Considering the degradation of the components, the previously selected system configuration (7.5 kWh, 11.2 kWp) is unable to provide the required level of reliability in the 15th year of operation (LOLP ≤ 5%). To achieve the desired level of reliability in the last year of operation, it is necessary to oversize the system. In this case, the lowest LCOE value was achieved, while ensuring the required LOLP value, for the nominal battery capacity of 10 kWh and the installed power of the photovoltaic installation of 13.3 kWp. This configuration provides an LCOE of EUR 0.4899/kWh.
Taking degradation into account in the sizing process resulted in an increase in the nominal capacity of the battery by 33.33%, an increase in the installed power of the photovoltaic installation by 18.75%, and an increase in the cost of electricity in the system (LCOE) by 19.5%.
Figure 18 and Figure 19 present the values of key parameters in subsequent years of operation for the best variant of the system configuration, considering degradation (10 kWh, 13.3 kWp).
Figure 18a shows the deepening of the energy deficit over time, caused by a decrease in the performance of the system components. The energy deficit increased from less than 20 kWh in the first year of operation to almost 120 kWh in the last year of operation. By relating the annual energy deficit to the total annual energy demand (2375 kWh), it can be concluded that the LOLP indicator increased from less than 1% in the first year of operation to almost 5% in the last year of operation (Figure 18b).
The growing energy deficit affects the balance of covering the load demand in the system (Figure 19a).
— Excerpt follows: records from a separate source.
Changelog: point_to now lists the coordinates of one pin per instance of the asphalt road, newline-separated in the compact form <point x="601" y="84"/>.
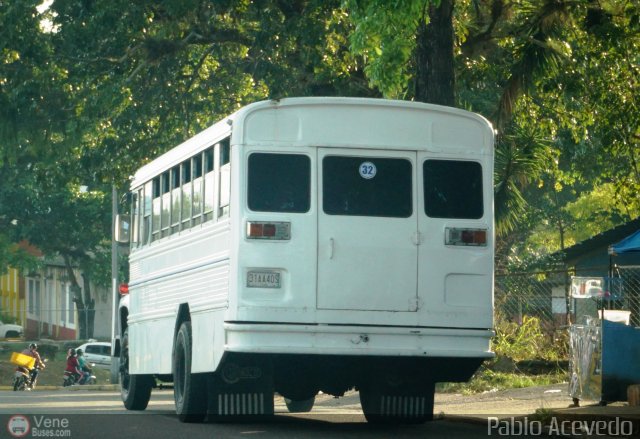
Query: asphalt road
<point x="100" y="414"/>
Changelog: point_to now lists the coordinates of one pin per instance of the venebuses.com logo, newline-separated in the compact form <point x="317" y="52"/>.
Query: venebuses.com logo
<point x="614" y="427"/>
<point x="40" y="426"/>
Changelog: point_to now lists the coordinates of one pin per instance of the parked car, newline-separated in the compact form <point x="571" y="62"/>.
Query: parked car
<point x="98" y="353"/>
<point x="8" y="330"/>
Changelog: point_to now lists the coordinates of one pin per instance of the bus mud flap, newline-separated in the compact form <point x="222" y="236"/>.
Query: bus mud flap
<point x="247" y="398"/>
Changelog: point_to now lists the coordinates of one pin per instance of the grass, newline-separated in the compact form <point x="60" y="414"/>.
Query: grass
<point x="49" y="376"/>
<point x="487" y="380"/>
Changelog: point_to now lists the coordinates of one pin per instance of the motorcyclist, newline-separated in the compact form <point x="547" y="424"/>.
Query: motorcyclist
<point x="32" y="351"/>
<point x="84" y="366"/>
<point x="73" y="367"/>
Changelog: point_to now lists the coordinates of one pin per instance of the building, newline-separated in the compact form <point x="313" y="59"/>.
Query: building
<point x="12" y="300"/>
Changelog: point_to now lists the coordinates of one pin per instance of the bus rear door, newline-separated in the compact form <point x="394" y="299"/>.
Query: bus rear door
<point x="367" y="230"/>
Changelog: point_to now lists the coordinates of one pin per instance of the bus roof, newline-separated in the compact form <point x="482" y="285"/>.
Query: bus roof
<point x="328" y="121"/>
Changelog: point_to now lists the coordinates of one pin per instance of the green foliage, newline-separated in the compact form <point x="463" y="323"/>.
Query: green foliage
<point x="526" y="341"/>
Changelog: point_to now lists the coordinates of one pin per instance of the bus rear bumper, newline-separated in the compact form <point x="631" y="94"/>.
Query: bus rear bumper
<point x="264" y="338"/>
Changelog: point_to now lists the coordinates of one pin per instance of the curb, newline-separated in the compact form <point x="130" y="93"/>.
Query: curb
<point x="99" y="387"/>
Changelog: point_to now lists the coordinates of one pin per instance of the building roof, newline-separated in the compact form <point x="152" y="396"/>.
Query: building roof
<point x="604" y="239"/>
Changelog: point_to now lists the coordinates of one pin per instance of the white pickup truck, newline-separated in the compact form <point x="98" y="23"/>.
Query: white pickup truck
<point x="8" y="330"/>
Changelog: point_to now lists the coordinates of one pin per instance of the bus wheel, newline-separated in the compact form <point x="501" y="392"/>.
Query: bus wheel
<point x="135" y="390"/>
<point x="405" y="405"/>
<point x="189" y="390"/>
<point x="301" y="406"/>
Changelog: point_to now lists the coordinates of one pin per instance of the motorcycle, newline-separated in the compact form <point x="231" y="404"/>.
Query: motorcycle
<point x="25" y="379"/>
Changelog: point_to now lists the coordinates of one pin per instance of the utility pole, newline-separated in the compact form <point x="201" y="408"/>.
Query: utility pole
<point x="115" y="361"/>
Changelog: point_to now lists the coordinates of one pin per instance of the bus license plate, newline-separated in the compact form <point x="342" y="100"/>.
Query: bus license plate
<point x="263" y="279"/>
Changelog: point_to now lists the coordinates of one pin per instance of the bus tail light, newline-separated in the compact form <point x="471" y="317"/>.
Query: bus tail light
<point x="274" y="230"/>
<point x="466" y="237"/>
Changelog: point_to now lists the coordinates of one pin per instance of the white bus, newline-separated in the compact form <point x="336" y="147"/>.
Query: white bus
<point x="312" y="244"/>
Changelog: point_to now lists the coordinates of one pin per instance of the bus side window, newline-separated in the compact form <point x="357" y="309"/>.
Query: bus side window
<point x="166" y="203"/>
<point x="145" y="226"/>
<point x="156" y="204"/>
<point x="225" y="177"/>
<point x="196" y="206"/>
<point x="136" y="201"/>
<point x="453" y="189"/>
<point x="186" y="194"/>
<point x="208" y="192"/>
<point x="175" y="199"/>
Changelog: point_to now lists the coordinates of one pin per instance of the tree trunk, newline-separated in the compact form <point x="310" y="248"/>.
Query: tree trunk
<point x="90" y="306"/>
<point x="77" y="298"/>
<point x="435" y="76"/>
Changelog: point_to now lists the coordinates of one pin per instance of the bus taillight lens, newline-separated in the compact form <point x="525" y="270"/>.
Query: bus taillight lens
<point x="269" y="230"/>
<point x="466" y="237"/>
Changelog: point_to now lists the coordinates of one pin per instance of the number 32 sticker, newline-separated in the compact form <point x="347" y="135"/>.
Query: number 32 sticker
<point x="367" y="170"/>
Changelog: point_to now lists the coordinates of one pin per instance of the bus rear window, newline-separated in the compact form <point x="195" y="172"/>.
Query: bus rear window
<point x="453" y="189"/>
<point x="363" y="186"/>
<point x="279" y="183"/>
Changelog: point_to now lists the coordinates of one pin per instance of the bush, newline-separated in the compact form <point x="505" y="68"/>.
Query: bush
<point x="528" y="341"/>
<point x="48" y="350"/>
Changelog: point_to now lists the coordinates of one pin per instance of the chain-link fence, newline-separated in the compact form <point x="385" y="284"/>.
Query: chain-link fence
<point x="546" y="296"/>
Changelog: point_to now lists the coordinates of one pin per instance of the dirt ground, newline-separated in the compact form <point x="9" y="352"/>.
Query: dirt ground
<point x="540" y="401"/>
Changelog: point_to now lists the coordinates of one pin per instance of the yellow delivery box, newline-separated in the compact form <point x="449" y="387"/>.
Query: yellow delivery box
<point x="22" y="360"/>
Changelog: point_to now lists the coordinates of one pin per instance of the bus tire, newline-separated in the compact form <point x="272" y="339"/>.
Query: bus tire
<point x="300" y="406"/>
<point x="382" y="405"/>
<point x="189" y="390"/>
<point x="135" y="390"/>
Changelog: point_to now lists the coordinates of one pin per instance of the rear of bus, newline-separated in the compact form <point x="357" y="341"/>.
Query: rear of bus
<point x="363" y="254"/>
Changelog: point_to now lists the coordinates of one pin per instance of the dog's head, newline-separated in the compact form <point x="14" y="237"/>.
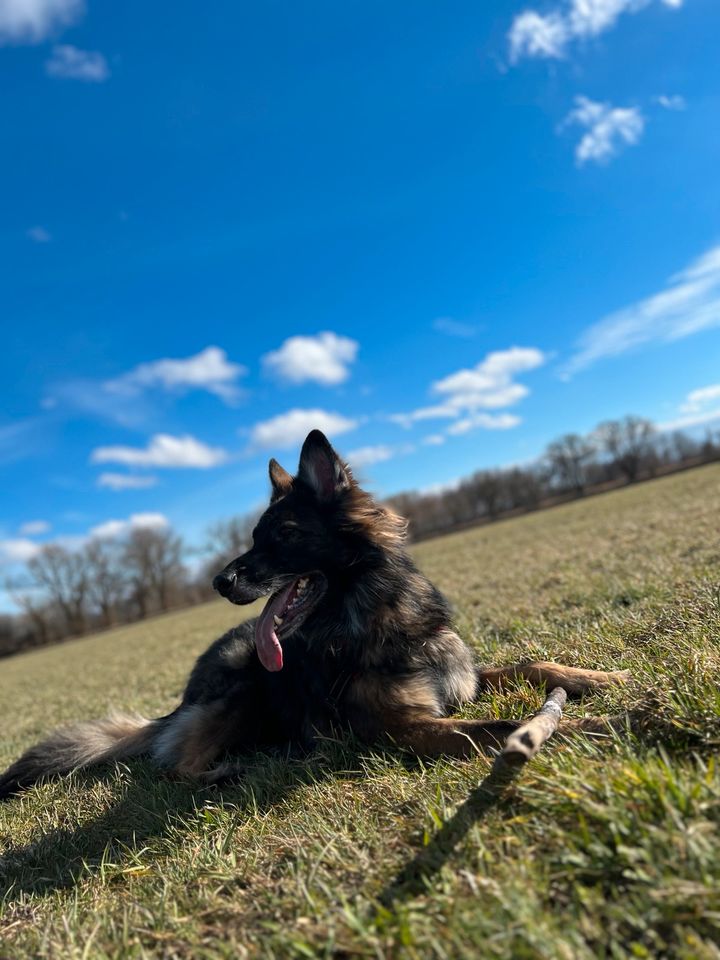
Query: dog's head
<point x="317" y="526"/>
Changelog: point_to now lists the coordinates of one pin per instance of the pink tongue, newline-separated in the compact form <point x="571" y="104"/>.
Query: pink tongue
<point x="266" y="641"/>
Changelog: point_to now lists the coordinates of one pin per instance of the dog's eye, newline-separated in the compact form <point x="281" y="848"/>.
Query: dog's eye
<point x="291" y="532"/>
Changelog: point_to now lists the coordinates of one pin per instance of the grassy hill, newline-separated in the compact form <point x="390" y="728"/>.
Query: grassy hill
<point x="604" y="849"/>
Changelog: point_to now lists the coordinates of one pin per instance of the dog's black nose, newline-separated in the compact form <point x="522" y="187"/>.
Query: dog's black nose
<point x="223" y="583"/>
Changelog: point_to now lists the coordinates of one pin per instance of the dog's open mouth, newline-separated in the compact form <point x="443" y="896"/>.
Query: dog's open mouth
<point x="284" y="612"/>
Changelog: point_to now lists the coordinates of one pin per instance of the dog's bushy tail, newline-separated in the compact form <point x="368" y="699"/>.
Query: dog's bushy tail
<point x="83" y="745"/>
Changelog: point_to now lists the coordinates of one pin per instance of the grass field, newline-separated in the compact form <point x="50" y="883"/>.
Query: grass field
<point x="602" y="849"/>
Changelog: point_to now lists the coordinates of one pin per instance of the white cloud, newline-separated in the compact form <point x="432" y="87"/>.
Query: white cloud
<point x="163" y="451"/>
<point x="454" y="328"/>
<point x="125" y="481"/>
<point x="367" y="456"/>
<point x="291" y="428"/>
<point x="31" y="21"/>
<point x="608" y="129"/>
<point x="34" y="528"/>
<point x="690" y="420"/>
<point x="486" y="421"/>
<point x="675" y="102"/>
<point x="137" y="521"/>
<point x="208" y="370"/>
<point x="39" y="234"/>
<point x="548" y="35"/>
<point x="535" y="35"/>
<point x="488" y="386"/>
<point x="324" y="359"/>
<point x="689" y="303"/>
<point x="73" y="64"/>
<point x="18" y="551"/>
<point x="698" y="399"/>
The demand for electricity is less and less covered with the photovoltaic installation and the battery. Figure 19b shows a graphical presentation of the balance of energy generated with the photovoltaic installation. Along with the gradual degradation over the years of operation, the share of unused potential decreases. However, it is still significant and several times higher than the energy used to cover the load demand and charge the battery. However, system oversizing is necessary to ensure the desired level of reliability. System oversizing can be reduced by applying a more liberal reliability criterion, e.g., LOLP ≤ 10%. However, this is associated with greater inconvenience for the user.
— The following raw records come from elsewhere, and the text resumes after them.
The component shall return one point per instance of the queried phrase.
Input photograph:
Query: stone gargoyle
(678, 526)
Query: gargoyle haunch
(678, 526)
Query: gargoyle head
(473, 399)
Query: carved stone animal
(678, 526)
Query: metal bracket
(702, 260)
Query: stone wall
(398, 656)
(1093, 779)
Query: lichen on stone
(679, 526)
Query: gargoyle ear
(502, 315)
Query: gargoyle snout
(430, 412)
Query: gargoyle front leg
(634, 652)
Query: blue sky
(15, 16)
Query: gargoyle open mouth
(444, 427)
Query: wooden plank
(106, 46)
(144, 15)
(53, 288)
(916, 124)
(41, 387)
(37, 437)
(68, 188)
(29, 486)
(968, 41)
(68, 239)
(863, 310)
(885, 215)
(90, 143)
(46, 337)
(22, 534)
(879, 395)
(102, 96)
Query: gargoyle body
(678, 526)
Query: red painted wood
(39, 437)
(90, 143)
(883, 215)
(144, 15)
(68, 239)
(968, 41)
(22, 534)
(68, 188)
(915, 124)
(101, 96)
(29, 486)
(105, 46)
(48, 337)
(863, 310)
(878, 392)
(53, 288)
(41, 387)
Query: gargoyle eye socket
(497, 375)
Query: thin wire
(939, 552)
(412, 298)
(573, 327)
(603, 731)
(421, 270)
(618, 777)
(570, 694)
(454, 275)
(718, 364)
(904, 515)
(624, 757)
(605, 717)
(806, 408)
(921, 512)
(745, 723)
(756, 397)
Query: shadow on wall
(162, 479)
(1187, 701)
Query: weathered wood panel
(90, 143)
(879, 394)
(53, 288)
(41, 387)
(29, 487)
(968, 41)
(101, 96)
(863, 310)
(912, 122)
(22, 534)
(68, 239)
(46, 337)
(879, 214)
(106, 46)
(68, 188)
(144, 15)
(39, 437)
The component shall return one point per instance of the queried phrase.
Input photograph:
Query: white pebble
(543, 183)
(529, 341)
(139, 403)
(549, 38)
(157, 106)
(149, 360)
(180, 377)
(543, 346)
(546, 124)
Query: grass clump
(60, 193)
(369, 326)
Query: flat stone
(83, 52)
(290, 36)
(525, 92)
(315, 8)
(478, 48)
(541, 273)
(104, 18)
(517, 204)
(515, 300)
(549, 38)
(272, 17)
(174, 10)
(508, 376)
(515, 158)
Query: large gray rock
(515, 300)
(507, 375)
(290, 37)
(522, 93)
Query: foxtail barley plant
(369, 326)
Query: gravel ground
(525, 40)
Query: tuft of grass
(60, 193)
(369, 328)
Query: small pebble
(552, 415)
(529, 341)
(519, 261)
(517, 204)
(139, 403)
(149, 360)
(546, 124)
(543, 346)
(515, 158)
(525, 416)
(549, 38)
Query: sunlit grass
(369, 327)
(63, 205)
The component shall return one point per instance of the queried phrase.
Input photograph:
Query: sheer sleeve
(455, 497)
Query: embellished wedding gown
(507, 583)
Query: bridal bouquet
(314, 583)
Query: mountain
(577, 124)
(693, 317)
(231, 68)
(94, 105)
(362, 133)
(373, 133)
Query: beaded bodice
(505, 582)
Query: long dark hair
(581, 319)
Figure 20 shows the progressive degradation of the battery over the years of operation, expressed as a decrease in the available battery capacity.
In this case, the battery operates in a wide range of rated capacity (25–100%), which has a negative effect on the rate of degradation: after 15 years of operation, the available capacity decreases to about 78% of the initial capacity. Such a battery should be replaced.
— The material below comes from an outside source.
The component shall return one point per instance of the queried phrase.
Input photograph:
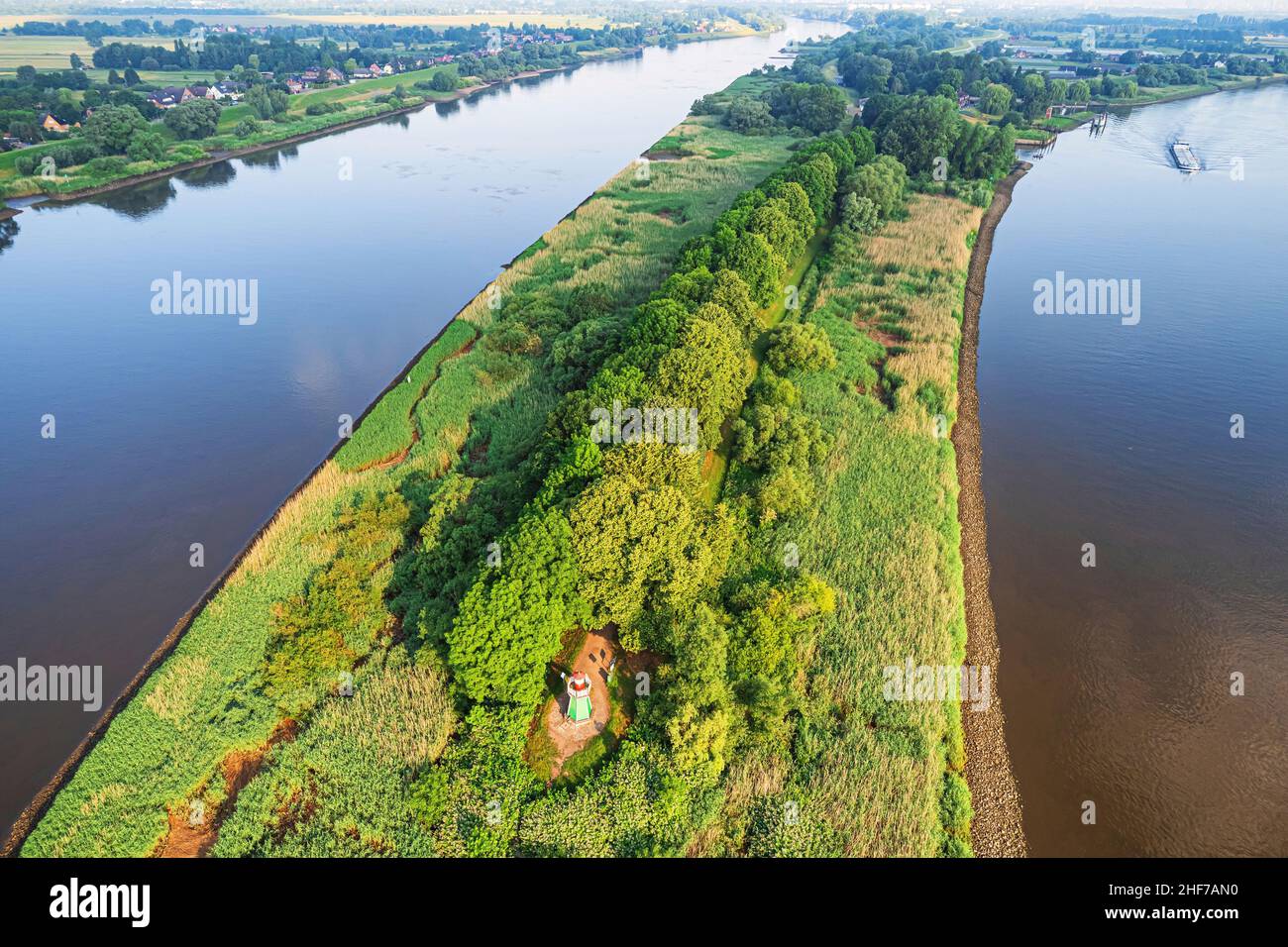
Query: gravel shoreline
(997, 830)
3.7. Technical and Economic Relationships

Figure 21 shows the dependence of the LOLP and LCOE indicators on the installed power of the photovoltaic installation for selected variants of the rated storage capacity.
For the selected nominal battery capacity, the LOLP decreases with increasing installed power of the photovoltaic installation. This means that the reliability of the system increases. With a sufficiently large battery capacity, the LOLP decreases even to zero, but when the capacity is too small (e.g., 5 kWh), the LOLP reaches a certain limit. This means that from a certain level, further increases in the installed power of the photovoltaic installation have no effect on the reliability of the system.
For each nominal battery capacity, there is a value of the installed power of the photovoltaic installation at which the LCOE reaches its minimum. For lower values of installed power, the LCOE increases due to the low generation capacity of the system in relation to the demand. On the other hand, for higher installed power values, the LCOE indicator increases because the installation is oversized, and it is necessary to limit the power generation using the PV installation.
Figure 22 presents the interdependence of the LOLP and LCOE indicators for several selected variants of the nominal storage capacity.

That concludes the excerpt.